To be specific, one must search continental literatures carefully to find
even a single book that belongs unmistakably to the outdoor school. In
English literature we find several poets who sing occasionally of the
charms of nature, but only two books in fourteen centuries of writing that
deal frankly with the great outdoors for its own sake: one is Isaac
Walton's Complete Angler (1653), the other Gilbert White's
Natural History of Selborne (1789). [Footnote: There were other
works of a scientific nature, and some of exploration, but no real nature
books until the first notable work of Richard Jefferies (one of the best of
nature writers) appeared in 1878. By that time the nature movement in
America was well under way.] In American literature the story is shorter
but of the same tenor until recent times. From the beginning we have had
many journals of exploration; but though the joy of wild nature is apparent
in such writings, they were written to increase our knowledge, not our
pleasure in life. Josselyn's New England's Rarities (1672),
Alexander Wilson's American Ornithology (1801), Audubon's Birds
of America (1827),--these were our nearest approach to nature books
until Thoreau's Walden (1854) called attention to the immense and
fascinating field which our writers had so long overlooked.
Thoreau, it will be remembered, was neglected by his own generation; but
after the war, when writers began to use the picturesque characters of
plantation or mining camp as the material for a new American literature,
then the living world of nature seemed suddenly opened to their vision.
Bradford Torrey, himself a charming nature writer, edited Thoreau's
journals, and lo! these neglected chronicles became precious because the
eyes of America were at last opened. Maurice Thompson wrote as a poet and
scholar in the presence of nature, John Muir as a reverent explorer, and
William Hamilton Gibson as an artist with an eye single to beauty; then in
rapid succession came Charles Abbott, Rowland Robinson, John Burroughs,
Olive Thorne Miller, Florence Bailey, Frank Bolles, and a score more of a
somewhat later generation. Most of these are frankly nature writers, not
scientists; they aim not simply to observe the shy, fleeting life of the
woods or fields but to reflect that life in such a way as to give us a new
pleasure by awakening a new sense of beauty.

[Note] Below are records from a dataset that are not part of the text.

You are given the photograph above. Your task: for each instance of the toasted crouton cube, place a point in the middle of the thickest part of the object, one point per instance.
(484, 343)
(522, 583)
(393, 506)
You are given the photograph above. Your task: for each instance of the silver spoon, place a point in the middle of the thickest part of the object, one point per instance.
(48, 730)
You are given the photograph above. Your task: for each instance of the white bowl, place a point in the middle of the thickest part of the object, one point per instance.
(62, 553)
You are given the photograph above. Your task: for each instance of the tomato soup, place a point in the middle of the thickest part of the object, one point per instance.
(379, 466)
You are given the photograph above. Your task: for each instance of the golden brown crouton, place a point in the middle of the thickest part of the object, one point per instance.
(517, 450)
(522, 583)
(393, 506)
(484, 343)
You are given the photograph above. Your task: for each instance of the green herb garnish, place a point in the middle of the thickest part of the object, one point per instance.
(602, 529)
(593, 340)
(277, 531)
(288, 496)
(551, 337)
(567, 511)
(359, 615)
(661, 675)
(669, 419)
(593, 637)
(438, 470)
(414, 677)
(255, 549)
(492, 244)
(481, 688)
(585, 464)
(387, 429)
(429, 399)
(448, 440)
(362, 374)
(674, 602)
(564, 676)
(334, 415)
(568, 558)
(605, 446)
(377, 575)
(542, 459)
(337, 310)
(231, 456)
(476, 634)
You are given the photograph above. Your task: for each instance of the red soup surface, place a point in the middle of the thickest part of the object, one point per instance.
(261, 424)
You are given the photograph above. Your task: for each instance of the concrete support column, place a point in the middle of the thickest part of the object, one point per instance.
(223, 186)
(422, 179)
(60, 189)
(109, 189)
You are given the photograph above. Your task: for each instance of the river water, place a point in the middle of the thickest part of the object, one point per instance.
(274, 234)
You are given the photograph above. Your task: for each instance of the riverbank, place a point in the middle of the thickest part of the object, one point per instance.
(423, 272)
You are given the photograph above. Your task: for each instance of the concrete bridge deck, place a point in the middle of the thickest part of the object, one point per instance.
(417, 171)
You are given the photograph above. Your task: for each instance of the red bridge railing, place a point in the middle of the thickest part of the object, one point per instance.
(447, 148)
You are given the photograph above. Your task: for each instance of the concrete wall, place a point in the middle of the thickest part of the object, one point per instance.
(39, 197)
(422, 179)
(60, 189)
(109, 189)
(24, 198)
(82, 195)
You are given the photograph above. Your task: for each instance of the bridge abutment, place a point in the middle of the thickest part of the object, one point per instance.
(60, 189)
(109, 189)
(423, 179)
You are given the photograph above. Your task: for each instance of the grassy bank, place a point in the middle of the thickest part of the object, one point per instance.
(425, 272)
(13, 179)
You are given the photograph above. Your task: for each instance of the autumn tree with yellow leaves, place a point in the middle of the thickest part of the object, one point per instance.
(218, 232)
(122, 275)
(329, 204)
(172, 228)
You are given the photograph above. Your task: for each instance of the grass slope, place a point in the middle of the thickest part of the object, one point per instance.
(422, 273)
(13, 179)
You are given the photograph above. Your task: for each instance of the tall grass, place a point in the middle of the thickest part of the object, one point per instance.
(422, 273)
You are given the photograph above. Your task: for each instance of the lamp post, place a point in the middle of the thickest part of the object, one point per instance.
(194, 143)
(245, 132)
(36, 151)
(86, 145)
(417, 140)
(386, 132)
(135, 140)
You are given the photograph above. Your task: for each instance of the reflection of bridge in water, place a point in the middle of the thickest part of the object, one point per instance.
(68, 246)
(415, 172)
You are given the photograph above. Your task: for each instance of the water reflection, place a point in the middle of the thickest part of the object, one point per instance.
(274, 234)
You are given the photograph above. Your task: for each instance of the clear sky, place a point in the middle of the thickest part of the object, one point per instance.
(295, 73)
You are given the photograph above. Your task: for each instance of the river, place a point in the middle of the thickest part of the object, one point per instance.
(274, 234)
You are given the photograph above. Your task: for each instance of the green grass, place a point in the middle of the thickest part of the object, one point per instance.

It is a remarkable spectacle, this rediscovery of nature in an age supposed
to be given over to materialism, and its influence appears in every branch
of our literature. The nature writers have evidently done a greater work
than they knew; they have helped a multitude of people to enjoy the beauty
of a flower without pulling it to pieces for a Latin name, to appreciate a
living bird more than a stuffed skin, and to understand what Thoreau meant
when he said that the anima of an animal is the only interesting
thing about him. Because they have given us a new valuation of life, a new
sense of its sacredness and mystery, their work may appeal to a future
generation as the most original contribution to recent literature.